Should you invest in an Eminem IPO? Maybe, as music might finally be profitable again

“Look, if you had one shot, or one opportunity / to seize everything you ever wanted…”
“Look, if you had one shot, or one opportunity / to seize everything you ever wanted…”
Image: Reuters/Mario Anzuoni
We may earn a commission from links on this page.

Steely Dan’s 69-year-old Donald Fagan has to go back on tour. Luis Fonzi and Daddy Yankee’s “Despacito” may have lost out on millions. Liam Gallagher can’t afford people to make his “fucking tea.”

The truth is that digital music streaming, as beloved as it is amongst listeners for its accessibility and cheapness, just doesn’t make all that much money for artists. But there is good news yet. Streaming is so popular these days that it’s actually growing the once-dying music business—giving the industry a lift for the first time in decades, and offering a glimmer of hope to the producers and musicians who had been watching profits crash down year after year.

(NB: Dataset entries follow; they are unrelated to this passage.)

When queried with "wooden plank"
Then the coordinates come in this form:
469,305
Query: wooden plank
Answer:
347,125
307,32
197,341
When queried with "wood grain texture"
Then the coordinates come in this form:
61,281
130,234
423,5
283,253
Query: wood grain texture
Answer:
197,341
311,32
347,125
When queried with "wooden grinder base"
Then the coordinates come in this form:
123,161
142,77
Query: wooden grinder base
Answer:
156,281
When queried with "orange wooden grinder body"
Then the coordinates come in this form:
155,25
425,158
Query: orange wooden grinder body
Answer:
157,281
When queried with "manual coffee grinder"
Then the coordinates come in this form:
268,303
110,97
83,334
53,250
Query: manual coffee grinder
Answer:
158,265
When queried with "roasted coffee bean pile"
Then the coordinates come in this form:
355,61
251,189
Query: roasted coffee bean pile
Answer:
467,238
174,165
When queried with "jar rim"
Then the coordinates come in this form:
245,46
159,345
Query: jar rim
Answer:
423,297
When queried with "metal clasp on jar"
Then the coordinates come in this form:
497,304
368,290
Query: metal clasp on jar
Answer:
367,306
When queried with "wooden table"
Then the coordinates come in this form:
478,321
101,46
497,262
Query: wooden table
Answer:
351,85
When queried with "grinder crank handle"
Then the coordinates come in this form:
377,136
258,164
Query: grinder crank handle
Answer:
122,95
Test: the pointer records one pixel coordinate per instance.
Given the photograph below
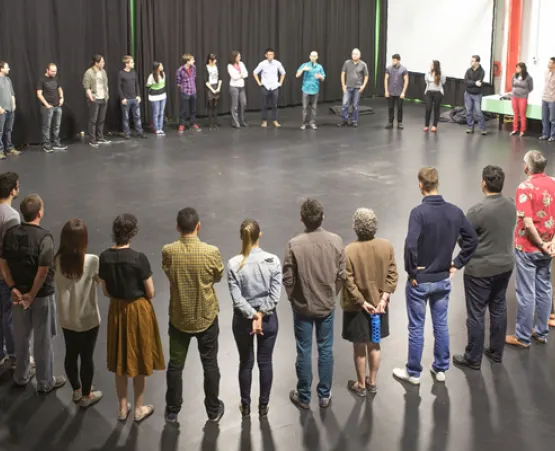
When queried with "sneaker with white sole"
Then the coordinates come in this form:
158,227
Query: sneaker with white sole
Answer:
403,374
438,375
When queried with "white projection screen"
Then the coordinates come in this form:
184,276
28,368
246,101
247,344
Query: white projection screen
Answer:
450,31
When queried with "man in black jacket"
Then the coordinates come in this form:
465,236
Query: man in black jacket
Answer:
474,79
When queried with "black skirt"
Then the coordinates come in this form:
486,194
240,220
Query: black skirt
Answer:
356,326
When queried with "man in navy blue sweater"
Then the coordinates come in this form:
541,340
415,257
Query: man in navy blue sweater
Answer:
434,227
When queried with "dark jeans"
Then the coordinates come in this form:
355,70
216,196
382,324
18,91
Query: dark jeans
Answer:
392,102
312,100
324,338
51,123
242,328
548,119
6,322
6,126
473,105
486,293
433,101
350,97
208,350
80,345
97,116
187,107
269,99
134,106
437,294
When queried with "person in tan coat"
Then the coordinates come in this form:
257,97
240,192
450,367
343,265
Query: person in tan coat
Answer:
371,279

Off the heels of that sudden renewal of optimism, a new music startup, called Royalty Flow, plans to sell shares of rapper Eminem’s royalties—banking on future industry growth as well as the idea that fans will be eager to “own” part of an artist’s work. Jeff and Mark Bass, the two producers who first signed the rapper, are behind the effort, pledging to sell up to 25% of their holdings in his song catalog to the new company. Royalty Flow has just filed with the US Securities and Exchange Commission to raise between $11 million and $50 million via a crowdsourced fundraising and list on the Nasdaq if successful.

The income stream will include royalties from studio albums that Eminem released between 1993 and 2013, such as The Eminem Show and The Marshall Mathers LP. (Note that this venture has nothing to do with the real Slim Shady; Eminem “was not consulted,” his record label Interscope stated, and is not selling his own publishing.)

Some in the music industry are skeptical of the project, drawing parallels to the “Bowie bonds” that were issued in the 1990s and never saw their promised success—but the odd new era of streaming is volatile and unpredictable enough that things may be different, this time around. According to Nielsen Music, Eminem’s catalog has sold 172 million albums worldwide, 47.4 million of them in the US, to date.

A new report from the Recording Industry of America this month shows that streaming—which is up 48% so far this year—is now 62% of the US music business.